Discovering Frequently Asked Questions

Most helpdesk centers document each call to the helpdesk with a short concise text description of each customer's problem and how it was solved.  Because of its unstructured nature, the aggregation of this data is difficult to analyze in a meaningful way.  In particular we would like to use the unstructured text to answer the question, "What are the current Frequently Asked Questions for a given helpdesk?"

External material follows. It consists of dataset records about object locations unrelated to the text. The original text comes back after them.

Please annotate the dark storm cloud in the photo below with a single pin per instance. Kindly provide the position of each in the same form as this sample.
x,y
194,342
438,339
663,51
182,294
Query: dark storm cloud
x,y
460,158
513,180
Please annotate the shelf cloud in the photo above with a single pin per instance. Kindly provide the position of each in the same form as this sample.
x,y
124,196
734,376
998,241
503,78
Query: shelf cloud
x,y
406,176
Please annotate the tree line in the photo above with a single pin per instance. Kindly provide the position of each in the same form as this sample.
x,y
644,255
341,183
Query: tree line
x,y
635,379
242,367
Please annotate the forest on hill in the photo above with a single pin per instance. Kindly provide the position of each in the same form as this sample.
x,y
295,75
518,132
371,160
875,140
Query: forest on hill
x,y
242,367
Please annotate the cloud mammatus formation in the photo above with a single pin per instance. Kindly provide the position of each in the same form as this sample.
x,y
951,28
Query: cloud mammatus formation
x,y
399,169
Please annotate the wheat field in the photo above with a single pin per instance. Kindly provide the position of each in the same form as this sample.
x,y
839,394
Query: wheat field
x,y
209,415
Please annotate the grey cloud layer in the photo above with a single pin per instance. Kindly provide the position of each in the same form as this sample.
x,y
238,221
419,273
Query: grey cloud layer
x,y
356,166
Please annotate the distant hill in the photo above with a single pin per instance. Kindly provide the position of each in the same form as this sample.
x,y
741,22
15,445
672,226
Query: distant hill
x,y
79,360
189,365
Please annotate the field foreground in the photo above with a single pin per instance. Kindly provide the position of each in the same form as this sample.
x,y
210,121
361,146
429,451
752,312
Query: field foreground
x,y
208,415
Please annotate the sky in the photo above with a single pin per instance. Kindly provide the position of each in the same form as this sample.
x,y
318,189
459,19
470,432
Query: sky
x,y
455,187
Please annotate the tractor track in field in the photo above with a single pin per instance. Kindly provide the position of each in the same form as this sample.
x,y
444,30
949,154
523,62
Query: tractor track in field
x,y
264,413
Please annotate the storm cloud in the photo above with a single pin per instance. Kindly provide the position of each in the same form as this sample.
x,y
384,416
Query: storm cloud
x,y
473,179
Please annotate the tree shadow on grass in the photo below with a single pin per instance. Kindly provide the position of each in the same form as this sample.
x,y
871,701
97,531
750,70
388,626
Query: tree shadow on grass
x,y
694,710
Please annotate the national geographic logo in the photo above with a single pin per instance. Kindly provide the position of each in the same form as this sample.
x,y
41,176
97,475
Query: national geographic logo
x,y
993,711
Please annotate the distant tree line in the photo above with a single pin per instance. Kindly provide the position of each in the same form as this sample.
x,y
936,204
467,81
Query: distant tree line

In this paper, we describe an implementation of an algorithm and methodology for discovering Frequently Asked Questions (FAQ's).  We utilize text clustering on problem ticket text to determine a set of problem categories.   We then use a novel search strategy to find groups problem tickets containing a sufficiently high number of common keywords.  We present to the user the most frequently occurring problem ticket groups, with appropriate and readable names for each group.    Our claim is that this search strategy serves as a useful method for quickly and automatically determining what the FAQ's are for a given helpdesk.  We have validated our approach on many different helpdesk datasets.  In particular we compared the FAQ's generated using our approach to those that were generated manually through reading the tickets, and found that our method compares quite favorably to human expert opinion.  Finally we describe how the IBM Virtual HelpdeskTM uses our tool to keep customer helpdesk websites current.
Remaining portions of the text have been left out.